Il n’y a pas de règle bien établies pour les dimensions d’une table potagère. Je recommande un bac avec une profondeur minimale de 30 cm et une surface de plantation d’un mètre carré et plus. À partir de cette dimension, la table devient intéressante et plus facile à cultiver. À l’intérieur des balises ergonomiques pour l’usager, plus la table est grande et profonde, plus la culture sera facile. Pour plus de détails, voir la section « réaliser une table potagère ».
La fertilisation
Il faut fertiliser régulièrement les végétaux durant la saison de croissance. Vous pouvez utiliser différents types d’engrais : liquide, soluble, granulaire, organique, synthétique, etc., à chacun son choix. Ne pas oublier que l’ajout de compost au substrat réduit les besoins en fertilisants durant l’année d’application. Comme chaque source de fertilisant est différente, il faut suivre les recommandations du fabricant et bien observer la croissance des plantes. Pour les engrais granulaires, mieux vaut fractionner leurs applications, que d’appliquer trop d’engrais en une seule fois. À noter que les engrais solides à base organique doivent se décomposer pour libérer une partie de leurs éléments fertilisants. Leur action est donc moins rapide que les formes solubles ou liquides. Comme il est plus facile d’ajouter de l’engrais que d’en enlever, en cas de doute, fertiliser moins et en ajouter à nouveau si la croissance des plantes n’est pas suffisante, ou que le feuillage tend à jaunir. Il existe beaucoup de produits sur le marché. Chaque compagnie à sa stratégie de commercialisation. Avant de faire un choix, il est important de regarder la composition chimique et organique de chaque produit et de les comparer. Les prix peuvent être très variables pour des apports similaires en matières fertilisantes.
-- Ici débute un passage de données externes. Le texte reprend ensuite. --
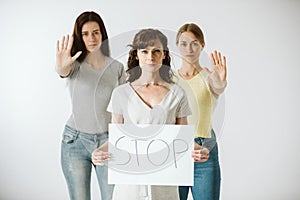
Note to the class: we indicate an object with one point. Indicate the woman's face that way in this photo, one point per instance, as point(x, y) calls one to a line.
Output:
point(151, 58)
point(189, 47)
point(91, 36)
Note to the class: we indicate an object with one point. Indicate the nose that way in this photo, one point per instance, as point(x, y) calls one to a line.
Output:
point(190, 48)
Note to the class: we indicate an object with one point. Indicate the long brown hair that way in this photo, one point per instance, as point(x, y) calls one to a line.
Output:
point(141, 40)
point(78, 44)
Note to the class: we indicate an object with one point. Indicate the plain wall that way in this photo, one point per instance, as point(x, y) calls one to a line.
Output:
point(258, 141)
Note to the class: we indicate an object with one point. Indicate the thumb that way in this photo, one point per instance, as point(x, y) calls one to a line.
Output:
point(207, 70)
point(76, 56)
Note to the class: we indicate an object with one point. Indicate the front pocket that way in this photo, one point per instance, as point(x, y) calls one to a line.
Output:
point(69, 137)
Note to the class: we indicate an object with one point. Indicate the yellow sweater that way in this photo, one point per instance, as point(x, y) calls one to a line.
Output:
point(201, 102)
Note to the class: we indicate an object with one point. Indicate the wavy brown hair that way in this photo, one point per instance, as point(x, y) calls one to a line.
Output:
point(78, 44)
point(142, 39)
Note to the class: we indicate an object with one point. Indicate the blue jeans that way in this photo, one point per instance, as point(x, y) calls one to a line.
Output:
point(76, 151)
point(207, 175)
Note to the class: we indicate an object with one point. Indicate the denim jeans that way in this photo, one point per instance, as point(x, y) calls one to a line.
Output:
point(207, 175)
point(76, 151)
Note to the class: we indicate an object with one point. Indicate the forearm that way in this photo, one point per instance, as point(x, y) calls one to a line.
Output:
point(63, 71)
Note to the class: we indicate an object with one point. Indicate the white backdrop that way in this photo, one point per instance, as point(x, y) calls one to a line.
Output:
point(259, 150)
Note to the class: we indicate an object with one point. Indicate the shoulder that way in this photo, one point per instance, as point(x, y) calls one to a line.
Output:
point(177, 88)
point(122, 89)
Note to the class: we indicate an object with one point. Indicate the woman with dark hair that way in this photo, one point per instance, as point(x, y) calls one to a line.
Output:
point(149, 97)
point(84, 60)
point(203, 87)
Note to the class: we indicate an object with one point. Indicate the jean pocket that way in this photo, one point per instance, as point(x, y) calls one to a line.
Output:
point(69, 137)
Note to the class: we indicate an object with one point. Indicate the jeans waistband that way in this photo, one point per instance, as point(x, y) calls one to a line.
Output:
point(86, 135)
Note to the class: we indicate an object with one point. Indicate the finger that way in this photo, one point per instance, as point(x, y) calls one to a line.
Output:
point(224, 61)
point(219, 57)
point(207, 70)
point(57, 46)
point(212, 59)
point(66, 42)
point(216, 57)
point(76, 56)
point(70, 44)
point(98, 163)
point(62, 43)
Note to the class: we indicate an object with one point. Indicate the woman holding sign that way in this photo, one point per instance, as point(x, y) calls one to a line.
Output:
point(203, 88)
point(158, 101)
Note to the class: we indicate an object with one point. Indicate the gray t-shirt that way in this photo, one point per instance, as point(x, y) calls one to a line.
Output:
point(90, 91)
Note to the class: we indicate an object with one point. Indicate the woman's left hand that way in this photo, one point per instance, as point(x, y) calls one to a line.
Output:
point(200, 155)
point(219, 65)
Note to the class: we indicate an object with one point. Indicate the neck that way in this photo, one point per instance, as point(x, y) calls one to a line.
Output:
point(149, 78)
point(95, 58)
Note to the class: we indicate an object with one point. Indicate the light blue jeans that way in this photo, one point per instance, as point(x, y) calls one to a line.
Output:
point(76, 162)
point(207, 175)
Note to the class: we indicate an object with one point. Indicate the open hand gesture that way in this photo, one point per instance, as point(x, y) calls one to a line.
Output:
point(64, 59)
point(219, 65)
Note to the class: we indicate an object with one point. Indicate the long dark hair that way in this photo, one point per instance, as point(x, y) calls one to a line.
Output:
point(78, 44)
point(141, 40)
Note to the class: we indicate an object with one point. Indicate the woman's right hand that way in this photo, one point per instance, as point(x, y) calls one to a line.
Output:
point(64, 59)
point(99, 156)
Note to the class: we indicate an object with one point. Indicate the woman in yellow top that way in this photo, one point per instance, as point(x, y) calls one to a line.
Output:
point(203, 88)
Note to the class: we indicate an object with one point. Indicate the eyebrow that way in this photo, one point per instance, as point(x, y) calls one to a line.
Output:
point(191, 41)
point(92, 30)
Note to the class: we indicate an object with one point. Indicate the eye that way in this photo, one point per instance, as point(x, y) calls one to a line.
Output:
point(144, 51)
point(157, 51)
point(195, 44)
point(96, 32)
point(183, 44)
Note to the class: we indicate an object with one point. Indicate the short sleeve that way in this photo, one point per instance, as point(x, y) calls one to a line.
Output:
point(183, 109)
point(74, 70)
point(114, 106)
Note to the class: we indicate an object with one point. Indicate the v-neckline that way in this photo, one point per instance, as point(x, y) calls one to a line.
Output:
point(144, 103)
point(94, 69)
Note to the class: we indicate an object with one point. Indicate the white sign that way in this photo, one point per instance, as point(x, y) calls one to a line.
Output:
point(151, 154)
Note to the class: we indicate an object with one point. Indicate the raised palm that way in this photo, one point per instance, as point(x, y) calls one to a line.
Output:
point(218, 65)
point(63, 53)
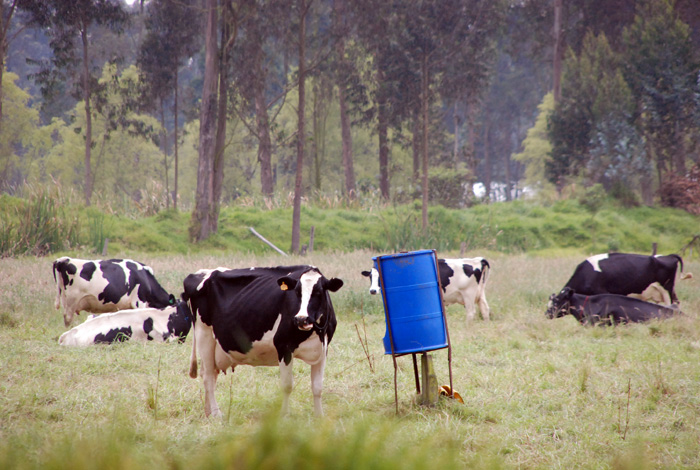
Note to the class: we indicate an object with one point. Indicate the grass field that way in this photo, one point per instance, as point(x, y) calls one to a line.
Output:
point(538, 393)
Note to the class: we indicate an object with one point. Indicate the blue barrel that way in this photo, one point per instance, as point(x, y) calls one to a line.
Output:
point(412, 302)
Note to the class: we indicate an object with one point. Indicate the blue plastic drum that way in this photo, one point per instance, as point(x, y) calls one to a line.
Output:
point(412, 302)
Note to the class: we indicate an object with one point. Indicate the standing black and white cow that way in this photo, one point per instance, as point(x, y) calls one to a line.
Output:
point(605, 308)
point(463, 282)
point(641, 276)
point(261, 317)
point(142, 324)
point(100, 286)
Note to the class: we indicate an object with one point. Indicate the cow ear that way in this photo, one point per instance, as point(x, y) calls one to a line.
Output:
point(334, 284)
point(286, 283)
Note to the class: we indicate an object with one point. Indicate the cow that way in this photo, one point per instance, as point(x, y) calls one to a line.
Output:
point(463, 282)
point(169, 324)
point(605, 309)
point(100, 286)
point(647, 277)
point(261, 316)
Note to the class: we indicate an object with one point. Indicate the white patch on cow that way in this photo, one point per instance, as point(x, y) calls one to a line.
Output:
point(654, 293)
point(374, 282)
point(207, 273)
point(596, 259)
point(308, 280)
point(263, 352)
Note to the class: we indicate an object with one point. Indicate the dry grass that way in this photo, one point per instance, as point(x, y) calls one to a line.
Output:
point(538, 393)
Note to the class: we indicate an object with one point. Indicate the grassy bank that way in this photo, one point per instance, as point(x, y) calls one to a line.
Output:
point(538, 393)
point(40, 225)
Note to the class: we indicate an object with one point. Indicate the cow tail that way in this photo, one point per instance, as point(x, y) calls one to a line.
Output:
point(59, 281)
point(193, 356)
point(485, 268)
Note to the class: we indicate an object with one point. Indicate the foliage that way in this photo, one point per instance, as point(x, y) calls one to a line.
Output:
point(536, 146)
point(662, 70)
point(17, 134)
point(682, 191)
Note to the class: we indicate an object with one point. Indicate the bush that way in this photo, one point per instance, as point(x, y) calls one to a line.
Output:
point(682, 192)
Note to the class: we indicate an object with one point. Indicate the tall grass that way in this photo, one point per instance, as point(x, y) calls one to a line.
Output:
point(37, 225)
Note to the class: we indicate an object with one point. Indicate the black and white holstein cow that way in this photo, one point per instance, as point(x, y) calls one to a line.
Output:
point(642, 276)
point(605, 309)
point(140, 324)
point(100, 286)
point(260, 317)
point(463, 282)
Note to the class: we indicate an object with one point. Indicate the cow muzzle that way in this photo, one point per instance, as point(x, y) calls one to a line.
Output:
point(303, 323)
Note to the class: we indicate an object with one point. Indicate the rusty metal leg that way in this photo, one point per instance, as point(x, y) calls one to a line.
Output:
point(415, 373)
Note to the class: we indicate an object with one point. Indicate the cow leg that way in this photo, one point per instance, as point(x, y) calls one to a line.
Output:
point(206, 348)
point(317, 384)
point(286, 382)
point(484, 307)
point(470, 309)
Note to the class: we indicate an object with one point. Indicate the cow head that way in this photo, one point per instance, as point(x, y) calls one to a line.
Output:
point(559, 304)
point(311, 292)
point(374, 287)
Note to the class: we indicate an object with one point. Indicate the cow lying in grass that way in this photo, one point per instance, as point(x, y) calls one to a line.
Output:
point(99, 286)
point(143, 324)
point(605, 308)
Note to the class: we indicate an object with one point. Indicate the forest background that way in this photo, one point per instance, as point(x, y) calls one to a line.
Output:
point(191, 104)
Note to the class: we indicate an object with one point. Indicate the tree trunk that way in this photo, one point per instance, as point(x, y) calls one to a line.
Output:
point(175, 144)
point(416, 146)
point(558, 53)
point(164, 140)
point(456, 120)
point(424, 102)
point(88, 117)
point(487, 159)
point(4, 29)
point(345, 132)
point(263, 127)
point(218, 164)
point(296, 214)
point(200, 224)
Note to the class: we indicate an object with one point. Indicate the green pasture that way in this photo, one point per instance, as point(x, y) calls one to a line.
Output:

La vérité sur la fertilisation foliaire !
L’absorption foliaire des engrais est un processus très complexe, qui varie selon une multitude de facteurs physiques, chimiques, physiologiques et environnementaux. Les résultats de recherches divergent sur les effets positifs ou non de cette pratique.
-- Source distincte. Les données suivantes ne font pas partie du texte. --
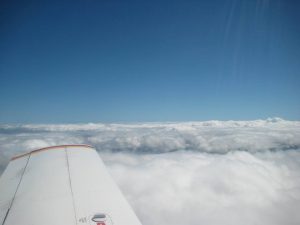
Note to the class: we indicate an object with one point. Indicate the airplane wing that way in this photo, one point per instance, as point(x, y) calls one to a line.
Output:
point(61, 185)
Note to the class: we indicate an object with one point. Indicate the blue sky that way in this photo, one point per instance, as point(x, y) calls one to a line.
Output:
point(127, 61)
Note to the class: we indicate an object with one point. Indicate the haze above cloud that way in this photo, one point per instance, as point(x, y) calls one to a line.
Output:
point(212, 172)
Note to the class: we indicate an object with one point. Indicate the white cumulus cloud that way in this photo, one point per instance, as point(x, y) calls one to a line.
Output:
point(212, 172)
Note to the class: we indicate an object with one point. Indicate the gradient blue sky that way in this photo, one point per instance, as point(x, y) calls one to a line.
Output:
point(125, 61)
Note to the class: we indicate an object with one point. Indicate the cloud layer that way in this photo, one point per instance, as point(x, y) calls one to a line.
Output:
point(213, 172)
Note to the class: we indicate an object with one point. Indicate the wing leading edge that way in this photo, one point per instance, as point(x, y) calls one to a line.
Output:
point(62, 185)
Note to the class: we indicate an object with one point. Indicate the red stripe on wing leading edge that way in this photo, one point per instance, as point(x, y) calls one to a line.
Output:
point(49, 148)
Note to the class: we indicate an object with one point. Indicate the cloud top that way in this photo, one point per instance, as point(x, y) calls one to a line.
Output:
point(211, 172)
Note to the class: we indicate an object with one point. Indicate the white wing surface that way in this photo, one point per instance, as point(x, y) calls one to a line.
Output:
point(61, 185)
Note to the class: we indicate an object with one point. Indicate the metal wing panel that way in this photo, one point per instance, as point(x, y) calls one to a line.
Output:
point(62, 185)
point(9, 183)
point(95, 192)
point(44, 195)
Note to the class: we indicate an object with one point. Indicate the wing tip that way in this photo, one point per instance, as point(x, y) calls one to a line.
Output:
point(49, 148)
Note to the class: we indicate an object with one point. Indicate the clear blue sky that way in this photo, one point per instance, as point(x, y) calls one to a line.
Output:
point(124, 61)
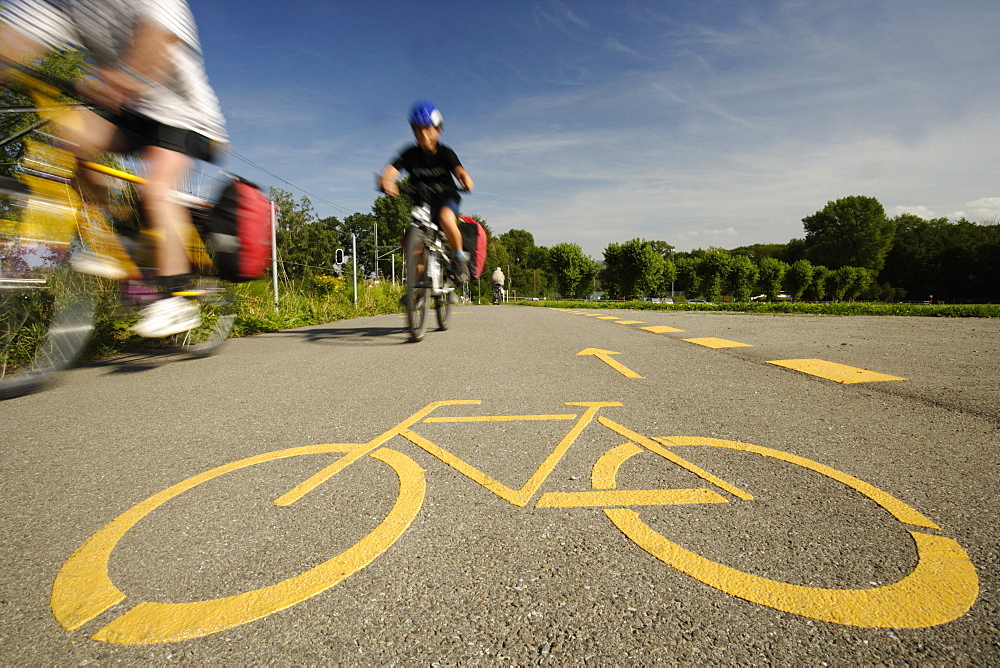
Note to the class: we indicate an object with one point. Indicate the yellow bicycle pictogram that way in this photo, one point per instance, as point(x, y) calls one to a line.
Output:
point(941, 587)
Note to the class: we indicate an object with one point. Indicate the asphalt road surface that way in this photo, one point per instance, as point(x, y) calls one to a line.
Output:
point(693, 488)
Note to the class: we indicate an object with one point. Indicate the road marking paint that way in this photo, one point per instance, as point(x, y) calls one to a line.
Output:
point(517, 497)
point(604, 356)
point(501, 418)
point(628, 497)
point(840, 373)
point(625, 452)
point(712, 342)
point(83, 588)
point(941, 588)
point(660, 329)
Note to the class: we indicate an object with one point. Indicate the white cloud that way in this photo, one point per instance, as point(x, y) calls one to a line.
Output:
point(916, 210)
point(984, 208)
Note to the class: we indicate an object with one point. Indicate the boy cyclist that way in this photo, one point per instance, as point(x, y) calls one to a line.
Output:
point(429, 162)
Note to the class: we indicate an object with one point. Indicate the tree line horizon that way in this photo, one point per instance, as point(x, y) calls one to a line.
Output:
point(851, 250)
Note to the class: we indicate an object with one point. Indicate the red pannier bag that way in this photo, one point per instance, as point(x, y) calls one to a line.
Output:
point(474, 243)
point(239, 231)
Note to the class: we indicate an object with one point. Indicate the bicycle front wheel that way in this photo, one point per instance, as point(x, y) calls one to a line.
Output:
point(217, 304)
point(418, 292)
point(442, 305)
point(46, 308)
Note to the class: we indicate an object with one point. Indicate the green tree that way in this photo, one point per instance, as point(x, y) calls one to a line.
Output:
point(306, 244)
point(743, 276)
point(632, 269)
point(772, 276)
point(359, 229)
point(952, 261)
point(67, 65)
point(688, 276)
point(713, 270)
point(573, 271)
point(852, 231)
point(819, 289)
point(798, 278)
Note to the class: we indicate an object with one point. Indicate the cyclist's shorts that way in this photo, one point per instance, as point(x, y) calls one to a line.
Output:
point(140, 131)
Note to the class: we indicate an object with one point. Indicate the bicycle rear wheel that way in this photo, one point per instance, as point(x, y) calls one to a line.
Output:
point(442, 304)
point(46, 308)
point(417, 297)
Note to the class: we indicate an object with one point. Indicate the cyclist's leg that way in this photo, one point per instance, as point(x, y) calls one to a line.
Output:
point(168, 220)
point(448, 220)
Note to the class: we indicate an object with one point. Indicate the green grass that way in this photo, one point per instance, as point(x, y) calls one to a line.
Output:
point(830, 308)
point(300, 304)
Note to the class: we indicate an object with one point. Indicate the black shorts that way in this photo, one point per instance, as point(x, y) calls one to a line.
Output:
point(138, 132)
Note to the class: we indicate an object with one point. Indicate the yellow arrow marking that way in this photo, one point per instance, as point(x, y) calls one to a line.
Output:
point(604, 356)
point(711, 342)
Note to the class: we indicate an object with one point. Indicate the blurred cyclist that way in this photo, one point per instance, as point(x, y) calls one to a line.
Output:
point(498, 279)
point(431, 162)
point(149, 75)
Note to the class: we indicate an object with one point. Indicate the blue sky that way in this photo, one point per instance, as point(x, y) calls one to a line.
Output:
point(696, 123)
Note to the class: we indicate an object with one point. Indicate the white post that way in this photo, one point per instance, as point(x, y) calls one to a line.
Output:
point(274, 253)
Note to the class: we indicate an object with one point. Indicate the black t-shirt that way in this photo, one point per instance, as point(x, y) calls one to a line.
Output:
point(431, 168)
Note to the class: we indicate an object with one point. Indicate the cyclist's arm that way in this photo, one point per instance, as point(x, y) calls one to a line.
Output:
point(387, 182)
point(463, 178)
point(144, 64)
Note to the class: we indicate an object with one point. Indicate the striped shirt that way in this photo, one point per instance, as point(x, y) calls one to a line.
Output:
point(105, 28)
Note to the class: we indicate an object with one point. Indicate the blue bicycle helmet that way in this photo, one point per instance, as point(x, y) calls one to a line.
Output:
point(425, 114)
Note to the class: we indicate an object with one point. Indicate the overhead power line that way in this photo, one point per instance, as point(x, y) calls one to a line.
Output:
point(289, 183)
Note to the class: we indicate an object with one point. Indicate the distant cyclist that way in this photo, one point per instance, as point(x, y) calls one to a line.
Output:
point(432, 163)
point(498, 279)
point(149, 75)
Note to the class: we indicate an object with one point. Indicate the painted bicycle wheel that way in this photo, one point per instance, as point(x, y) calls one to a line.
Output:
point(83, 589)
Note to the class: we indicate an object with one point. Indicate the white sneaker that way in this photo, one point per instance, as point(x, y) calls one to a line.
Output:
point(89, 262)
point(168, 316)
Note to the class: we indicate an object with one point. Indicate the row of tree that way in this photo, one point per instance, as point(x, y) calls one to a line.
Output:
point(851, 250)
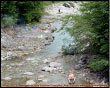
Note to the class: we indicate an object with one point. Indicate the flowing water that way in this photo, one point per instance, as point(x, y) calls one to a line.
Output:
point(19, 71)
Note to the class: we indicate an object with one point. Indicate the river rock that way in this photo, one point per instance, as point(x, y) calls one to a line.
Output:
point(55, 64)
point(77, 67)
point(45, 80)
point(30, 82)
point(80, 62)
point(46, 61)
point(39, 79)
point(7, 78)
point(41, 76)
point(28, 73)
Il est important de savoir que la quantité d’engrais qui peut entrer dans une feuille est infime. Seules certaines formes chimiques peuvent pénétrer la feuille et pour se faire, le feuillage doit rester mouillé très longtemps, des heures. Pour l’azote, seule l’urée a le potentiel d’entrer par la feuille.
La fertilisation foliaire n’est à envisager que si les racines ne fonctionnent pas (ex. : pourriture) ou que le pH du substrat interfère avec disponibilité des éléments minéraux. Si la fertilisation foliaire est envisagée, cette pratique est plus appropriée pour apporter des éléments mineurs (oligoéléments), nécessaires en petite quantité à la plante, que pour les éléments majeurs (N-P-K, Ca, Mg). Le point à retenir est qu’il est impossible de combler les besoins de la plante par les feuilles.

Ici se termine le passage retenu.